À côté d’eux se tenait un rosier splendide, mais une main cruelle avait cassé sa tige, de sorte que les branches chargées de boutons à peine éclos pendaient et se flétrissaient de tous côtés.
« Pauvre plante », dit l’enfant, emporte-la pour qu’elle refleurisse là-haut près de Dieu. » L’ange saisit le rosier. Il donna un baiser à l’enfant qui entrouvrit les yeux. Ensemble, ils cueillirent de belles fleurs, ne délaissant ni le pissenlit souvent ignoré et dédaigné, ni l’humble violette des champs.
« Nous avons assez de fleurs maintenant » dit l’enfant et l’ange acquiesça, mais ils ne s’envolèrent pas encore vers Dieu.
La nuit était tombée, elle avait enveloppé le monde d’un silence profond. Ils glissaient au-dessus d’une ruelle étroite et sombre, jonchée de vieille paille, de cendres et de détritus. C’était le jour des déménagements ; le tas d’assiettes cassées, de fragments de statues en plâtre et de guenilles offrait un spectacle désolant.
L’ange attira l’attention de l’enfant sur les débris d’un pot de fleurs cassé, d’où pendait une motte de terre, accrochée aux racines d’une grande fleur des champs, flétrie et desséchée.
« Emportons-la, proposa l’ange ; je t’expliquerai pourquoi en chemin. »
Ils s’élevèrent vers les cieux, et l’ange lui fit ce récit :
« Dans cette ruelle sombre, dans une sorte de cave, vivait un pauvre petit garçon malade. Depuis son plus jeune âge, il était alité. Quand il se sentait un peu mieux, il se déplaçait dans la pièce avec des béquilles, rien de plus. L’été, parfois, les rayons du soleil illuminaient son triste logis, le petit garçon se réchauffait au soleil observant le sang rouge circuler dans ses doigts fins et translucides, et il se disait : « Aujourd’hui, grâce à Dieu, j’ai pu sortir. » Il ne connaissait la splendeur de la forêt que grâce à une branche de hêtre que le fils du voisin lui avait donnée. En la tenant au-dessus de sa tête, il avait l’impression de se reposer sous les grands arbres, bercé par le chant merveilleux de mille oiseaux.

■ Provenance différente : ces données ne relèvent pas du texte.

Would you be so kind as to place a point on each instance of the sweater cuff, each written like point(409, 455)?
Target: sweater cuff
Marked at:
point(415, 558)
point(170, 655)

Un jour de printemps, le fils du voisin lui apporta quelques fleurs sauvages, dont l’une, par chance, avait encore ses racines. Plantée dans un pot et posée sur la fenêtre près de son lit, la fleur, nourrie par une main bienveillante, donna naissance à des pousses et fleurit chaque année. Ce pot devint le jardin de l’enfant, son trésor sur terre ; il l’arrosait et en prenait soin avec dévotion, veillant à ce qu’elle reçoive chaque rayon de soleil filtrant par la lucarne. La fleur grandissait et embellissait, en harmonie avec les rêves de l’enfant ; elle fleurissait pour lui, diffusant son parfum et se parant de ses plus beaux atours.
Quand le bon Dieu a rappelé l’enfant à lui, il s’est penché vers elle avant de mourir et l’a remerciée. Cela fait maintenant un an que l’enfant est auprès de Dieu, et un an que la fleur a été oubliée sur le rebord de la fenêtre, se fripant, se desséchant. Le jour des déménagements, elle a été jetée dans la rue avec les ordures. C’est cette modeste fleur flétrie que nous avons ajoutée à notre bouquet, car elle a apporté plus de bonheur que la plus belle fleur du jardin d’une reine.

— Mais comment sais-tu cela ? demanda l’enfant.
« Je le sais, » répondit l’ange, « car j’étais ce petit garçon infirme qui se déplaçait avec des béquilles. Cette fleur, je la connais bien. » L’enfant, les yeux grands ouverts, contempla le visage radieux et magnifique de l’ange.
Au même instant, ils entrèrent dans le royaume céleste du Seigneur, où règnent la joie et la félicité. Lorsque le bon Dieu prit l’enfant décédé contre son cœur, des ailes lui poussèrent comme à l’ange, et main dans la main, ils s’envolèrent.
Le bon Dieu rassembla toutes les fleurs contre son cœur et déposa un baiser sur la modeste fleur des champs desséchée. Instantanément, elle se trouva dotée d’une voix et rejoignit le chœur des anges qui dansaient autour du Seigneur, tous également bénis.

Ils chantaient tous, les grands comme les petits, l’enfant béni et la fleur des champs, autrefois flétrie et jetée parmi les déchets dans une ruelle sombre et étroite.